Selon la constitution brésilienne, les mesures provisoires devraient « couvrir des dépenses imprévues et urgentes, comme en cas de guerre, d’agitation intérieure ou de sinistre public. » Toutefois, eu égard au non fonctionnement du congrès, au fait que les ministres sont assiégés, aux allégations criminelles portées contre le propre frère du président, des mesures provisoires ont été utilisées pour faire avancer certains des projets du PAC. Bien entendu, tout ceci se fait en dehors de toute négociation ouverte pour obtenir l’approbation du congrès national, ce qui de plus ouvre la porte à davantage de corruption vu que les dépenses se font à huis clos, sans aucune information des médias et en mettant à l’écart l’opinion publique.

Tout comme lors de la crise de 2005, la réalité c’est que l’opposition bourgeoise de droite — le PSBD (Parti de la social-démocratie brésilienne), le Parti démocrate (anciennement PFL) — ne fait rien étant donné que bon nombre de leurs propres politiciens sont impliqués dans les mêmes scandales avec les entreprises gouvernementales, comme c’est le cas dans l’affaire Teotônio Vileda (PSDB), gouverneur d’Alagoas, ou dans des cas pires encore.

L’un des politiciens d’opposition le plus influent, par exemple, José Serra (PSDB), gouverneur de São Paolo, a créé un poste de secrétaire de l’enseignement supérieur dans le but d’éliminer l’autonomie des universités d’Etat. Cette tentative a réussi à déclencher une grève des professeurs, du personnel et des étudiants et qui dure depuis plus d’un mois.

Le bâtiment administratif de l’université de São Paolo (USP), principale université du pays, reste occupé par les étudiants depuis le 3 mai et le conflit a entraîné une crise politique croissante pour l’administration de Serra.

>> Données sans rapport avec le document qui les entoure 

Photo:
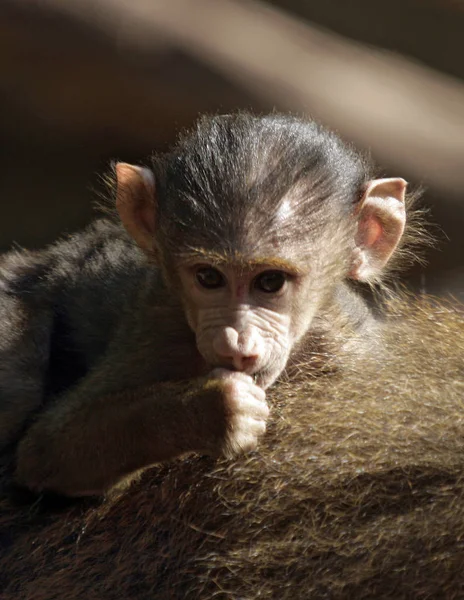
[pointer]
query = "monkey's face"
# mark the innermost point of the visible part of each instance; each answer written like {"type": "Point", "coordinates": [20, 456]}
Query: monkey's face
{"type": "Point", "coordinates": [243, 318]}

Il refuse d’abroger les décrets autoritaires privant les universités d’Etat de leur autonomie tout en redoutant une confrontation directe avec les étudiants et le personnel de l’USP car à plusieurs reprises il a annoncé qu’une attaque de la police était imminente, mais sans jamais la mettre en place. En raison de la solidarité des intellectuels, des salariés de la fonction publique et des étudiants de par le pays la situation de Serra est symptomatique de la paralysie générale qui afflige la bourgeoisie brésilienne.

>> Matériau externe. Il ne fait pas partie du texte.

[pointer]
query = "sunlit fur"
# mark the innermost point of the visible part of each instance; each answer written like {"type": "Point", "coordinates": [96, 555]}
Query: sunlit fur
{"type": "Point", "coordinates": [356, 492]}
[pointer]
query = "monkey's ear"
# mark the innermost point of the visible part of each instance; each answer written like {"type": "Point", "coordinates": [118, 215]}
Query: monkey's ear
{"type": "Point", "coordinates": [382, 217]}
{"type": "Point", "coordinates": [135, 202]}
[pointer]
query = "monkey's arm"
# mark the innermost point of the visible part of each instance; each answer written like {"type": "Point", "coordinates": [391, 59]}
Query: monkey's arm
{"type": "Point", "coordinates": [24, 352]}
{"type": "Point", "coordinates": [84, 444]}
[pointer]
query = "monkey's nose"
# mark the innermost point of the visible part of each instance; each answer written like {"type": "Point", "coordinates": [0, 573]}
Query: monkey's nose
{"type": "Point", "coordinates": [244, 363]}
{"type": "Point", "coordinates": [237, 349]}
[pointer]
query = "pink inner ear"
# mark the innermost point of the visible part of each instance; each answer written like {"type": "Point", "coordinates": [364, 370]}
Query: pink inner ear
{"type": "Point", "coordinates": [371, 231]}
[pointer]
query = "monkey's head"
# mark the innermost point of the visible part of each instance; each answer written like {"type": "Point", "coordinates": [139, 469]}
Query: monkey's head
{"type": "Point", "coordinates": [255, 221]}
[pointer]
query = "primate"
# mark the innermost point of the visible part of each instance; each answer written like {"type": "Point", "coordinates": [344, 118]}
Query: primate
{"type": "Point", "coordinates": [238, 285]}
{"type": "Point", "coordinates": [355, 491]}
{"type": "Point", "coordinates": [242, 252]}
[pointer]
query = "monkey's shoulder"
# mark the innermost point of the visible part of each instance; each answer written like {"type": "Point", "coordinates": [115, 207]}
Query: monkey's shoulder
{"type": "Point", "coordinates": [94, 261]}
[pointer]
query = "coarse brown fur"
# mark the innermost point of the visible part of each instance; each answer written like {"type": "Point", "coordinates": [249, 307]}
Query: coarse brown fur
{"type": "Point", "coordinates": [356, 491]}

Entre-temps, il y a eu des manifestations dans l’ensemble du pays. Plus de 30 universités participent aux grèves organisées par le personnel, les professeurs et les étudiants. Dans le même temps, un nombre d’usines en faillite sont occupées par des travailleurs. Des contrats favorisant les patrons, même s’ils ont été signés, engendrent en permanence une opposition plus forte dans les grandes usines, telle Volkswagen et d’autres usines du secteur de l’industrie automobile en révélant la crise croissante dans laquelle se trouve le syndicat brésilien CUT (Centrale de l’union des travailleurs) qui partage les vues du gouvernement PT. L’occupation des universités, des établissements scolaires, des bâtiments publics et des usines s’est accompagnée de manifestations rassemblant à São Paolo et dans d’autres centres urbains entre 10 000 et 20 000 personnes.

Parmi les étudiants et les employés de l’université, le PT a perdu son influence politique et est publiquement rejeté. Dans les assemblées générales des étudiants à l’université de São Paolo, par exemple, les membres du PT, en dépit de leur participation au Comité général des étudiants, ont été exclus de la direction des assemblées en raison de leur politique droitière.

Le 15 juin, une manifestation de masse est organisée à l’appel des étudiants, des professeurs et de différents secteurs de salariés de la fonction publique de l’Etat de São Paolo.